Monday, February 05, 2007

Theater industry has cloud hanging over it: response to a potential flu epidemic

Already another blog entry of mine has addressed the CDC report on the threat of avian influenza (bird flu) and the prospect that public gatherings in many cities could be suspended for several months. As I noted, the personal ethical problems underlying such a recommendation would be staggering, since any such epidemic would probably be variable and unpredictable in how it affects various individuals.

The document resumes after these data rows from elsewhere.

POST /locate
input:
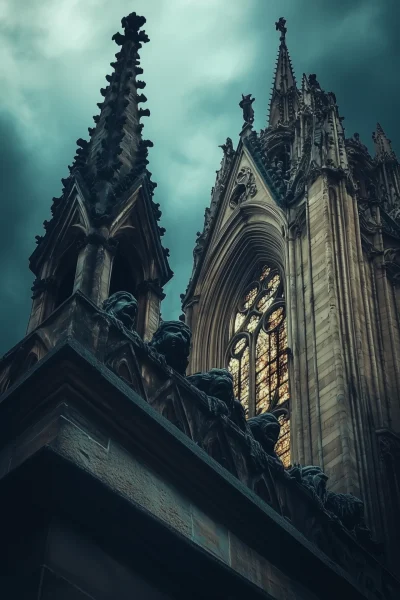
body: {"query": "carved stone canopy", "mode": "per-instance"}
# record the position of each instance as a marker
(245, 187)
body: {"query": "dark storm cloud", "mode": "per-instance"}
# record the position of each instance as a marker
(18, 191)
(202, 57)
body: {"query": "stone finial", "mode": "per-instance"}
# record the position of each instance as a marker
(122, 306)
(172, 339)
(280, 26)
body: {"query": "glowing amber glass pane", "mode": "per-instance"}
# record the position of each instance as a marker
(264, 302)
(250, 297)
(239, 321)
(283, 393)
(283, 336)
(282, 447)
(238, 347)
(234, 366)
(264, 273)
(273, 347)
(252, 324)
(244, 379)
(274, 284)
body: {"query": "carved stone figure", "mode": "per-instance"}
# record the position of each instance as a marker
(248, 111)
(172, 339)
(245, 186)
(265, 428)
(218, 383)
(313, 478)
(122, 307)
(227, 148)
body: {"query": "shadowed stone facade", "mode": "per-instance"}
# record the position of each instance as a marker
(124, 472)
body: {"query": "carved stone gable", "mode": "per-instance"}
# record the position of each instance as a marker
(245, 187)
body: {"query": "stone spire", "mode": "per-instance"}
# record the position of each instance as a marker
(383, 146)
(109, 164)
(284, 95)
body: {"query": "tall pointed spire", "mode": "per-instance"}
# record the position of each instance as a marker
(116, 154)
(284, 95)
(383, 146)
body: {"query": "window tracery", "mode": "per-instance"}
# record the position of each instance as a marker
(258, 353)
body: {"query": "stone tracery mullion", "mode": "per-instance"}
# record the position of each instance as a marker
(263, 325)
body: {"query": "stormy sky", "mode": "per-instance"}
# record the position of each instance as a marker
(202, 56)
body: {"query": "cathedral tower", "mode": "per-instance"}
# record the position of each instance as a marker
(104, 235)
(123, 477)
(295, 286)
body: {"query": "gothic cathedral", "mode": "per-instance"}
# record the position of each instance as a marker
(250, 449)
(295, 286)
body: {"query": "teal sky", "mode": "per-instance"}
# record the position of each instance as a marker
(202, 56)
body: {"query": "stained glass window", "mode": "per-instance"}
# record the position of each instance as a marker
(258, 353)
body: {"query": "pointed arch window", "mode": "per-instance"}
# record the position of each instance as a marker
(258, 353)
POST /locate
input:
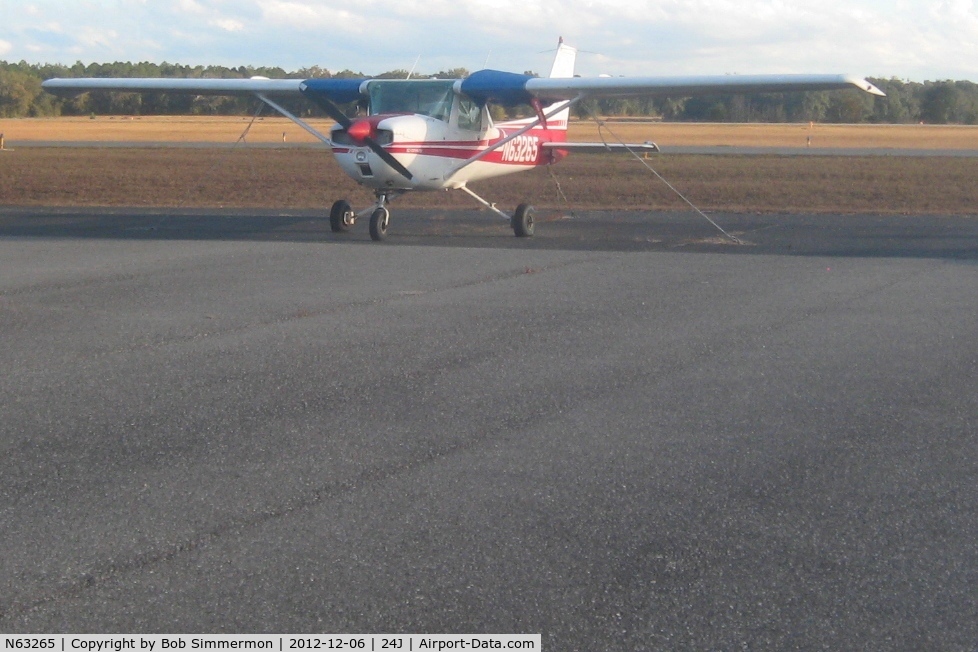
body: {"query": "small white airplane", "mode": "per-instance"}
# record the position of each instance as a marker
(435, 134)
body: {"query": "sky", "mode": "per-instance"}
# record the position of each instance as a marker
(912, 40)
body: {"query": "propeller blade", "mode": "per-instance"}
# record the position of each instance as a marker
(334, 112)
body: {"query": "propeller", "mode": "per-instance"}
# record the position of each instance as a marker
(336, 114)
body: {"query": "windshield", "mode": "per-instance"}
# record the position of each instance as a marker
(432, 97)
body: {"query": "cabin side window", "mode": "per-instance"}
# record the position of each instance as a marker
(469, 114)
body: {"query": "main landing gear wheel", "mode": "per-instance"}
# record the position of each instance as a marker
(522, 221)
(341, 216)
(379, 221)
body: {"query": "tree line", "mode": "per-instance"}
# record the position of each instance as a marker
(933, 102)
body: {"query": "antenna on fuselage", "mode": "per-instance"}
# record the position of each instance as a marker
(411, 72)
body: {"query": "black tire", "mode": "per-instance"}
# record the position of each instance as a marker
(379, 221)
(341, 216)
(522, 221)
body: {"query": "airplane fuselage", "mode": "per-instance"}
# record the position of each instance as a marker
(434, 150)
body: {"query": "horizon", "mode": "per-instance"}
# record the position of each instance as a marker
(935, 40)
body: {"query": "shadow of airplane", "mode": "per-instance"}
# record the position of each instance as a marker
(883, 236)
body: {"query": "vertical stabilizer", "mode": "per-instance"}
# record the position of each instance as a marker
(563, 67)
(564, 61)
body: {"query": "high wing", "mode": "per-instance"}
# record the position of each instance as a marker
(484, 86)
(511, 88)
(193, 86)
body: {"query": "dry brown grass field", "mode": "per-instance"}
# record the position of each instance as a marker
(309, 178)
(271, 130)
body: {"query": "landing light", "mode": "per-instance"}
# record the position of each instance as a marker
(360, 130)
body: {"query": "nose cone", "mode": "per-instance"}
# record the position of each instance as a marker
(360, 130)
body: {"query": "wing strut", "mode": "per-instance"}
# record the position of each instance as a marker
(294, 118)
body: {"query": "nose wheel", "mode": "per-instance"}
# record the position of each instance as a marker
(379, 221)
(522, 221)
(341, 217)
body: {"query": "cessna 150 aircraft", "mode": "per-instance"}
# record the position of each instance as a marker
(434, 134)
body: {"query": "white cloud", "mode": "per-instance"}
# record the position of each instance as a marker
(229, 24)
(916, 39)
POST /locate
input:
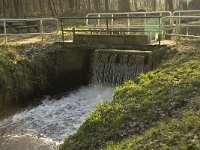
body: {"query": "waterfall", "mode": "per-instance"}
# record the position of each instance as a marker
(113, 67)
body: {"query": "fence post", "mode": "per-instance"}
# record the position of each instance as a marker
(42, 30)
(5, 32)
(107, 26)
(62, 30)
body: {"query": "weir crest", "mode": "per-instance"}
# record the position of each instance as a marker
(113, 67)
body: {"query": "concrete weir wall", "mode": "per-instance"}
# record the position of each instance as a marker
(56, 70)
(72, 68)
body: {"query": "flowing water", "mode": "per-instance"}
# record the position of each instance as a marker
(113, 68)
(45, 126)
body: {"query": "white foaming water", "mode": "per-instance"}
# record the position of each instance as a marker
(53, 119)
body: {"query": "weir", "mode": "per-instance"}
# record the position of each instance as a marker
(113, 67)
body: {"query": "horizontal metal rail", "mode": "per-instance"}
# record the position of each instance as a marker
(180, 12)
(110, 17)
(41, 26)
(109, 28)
(176, 25)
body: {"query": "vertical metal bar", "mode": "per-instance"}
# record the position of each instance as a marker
(112, 22)
(87, 20)
(177, 19)
(62, 30)
(42, 30)
(129, 23)
(73, 33)
(159, 36)
(99, 20)
(5, 32)
(107, 26)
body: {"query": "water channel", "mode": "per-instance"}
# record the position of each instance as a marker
(43, 127)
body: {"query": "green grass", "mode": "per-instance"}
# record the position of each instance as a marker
(140, 109)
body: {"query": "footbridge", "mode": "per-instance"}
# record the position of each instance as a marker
(109, 29)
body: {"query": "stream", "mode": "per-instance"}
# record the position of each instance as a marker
(44, 127)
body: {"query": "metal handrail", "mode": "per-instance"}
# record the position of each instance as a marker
(179, 12)
(41, 20)
(127, 14)
(107, 27)
(177, 24)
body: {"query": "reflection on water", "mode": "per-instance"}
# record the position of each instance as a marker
(43, 127)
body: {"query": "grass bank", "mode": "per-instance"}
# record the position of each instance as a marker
(161, 111)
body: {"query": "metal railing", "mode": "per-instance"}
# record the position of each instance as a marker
(108, 27)
(182, 20)
(40, 24)
(177, 24)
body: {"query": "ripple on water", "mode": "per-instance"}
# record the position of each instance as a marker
(44, 126)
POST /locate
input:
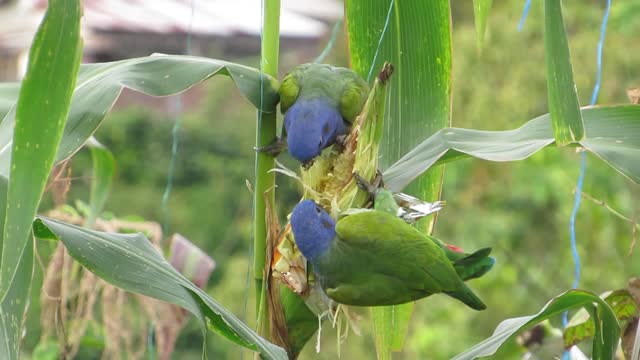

The theater industry would seem especially vulnerable. More than almost any other endeavor, legitimate theater and stage, as well as opera, symphony concerts, ballet and what we call the performing arts, bring people together to experience an artistic vision together. Movies also do this, although DVDs and the Internet, as well as Cable TV, are providing additional revenue to content producers that don't require the social gatherings. (Piracy can undermine these, however.) Film festivals would be particularly vulnerable. And what about major league sports? Of course, there has also been discussion about public schools.

Theatrical, opera and orchestra companies have survived shutdowns before because of strikes and labor disputes. (So has baseball.) But the CDC recommendations raise this "threat" do an unprecedented level, and could lead to a permanent change in the way art affects our culture.

Picture: A public school in Farmville, VA, which closed its public schools for a time in the early 1960s over desegregation.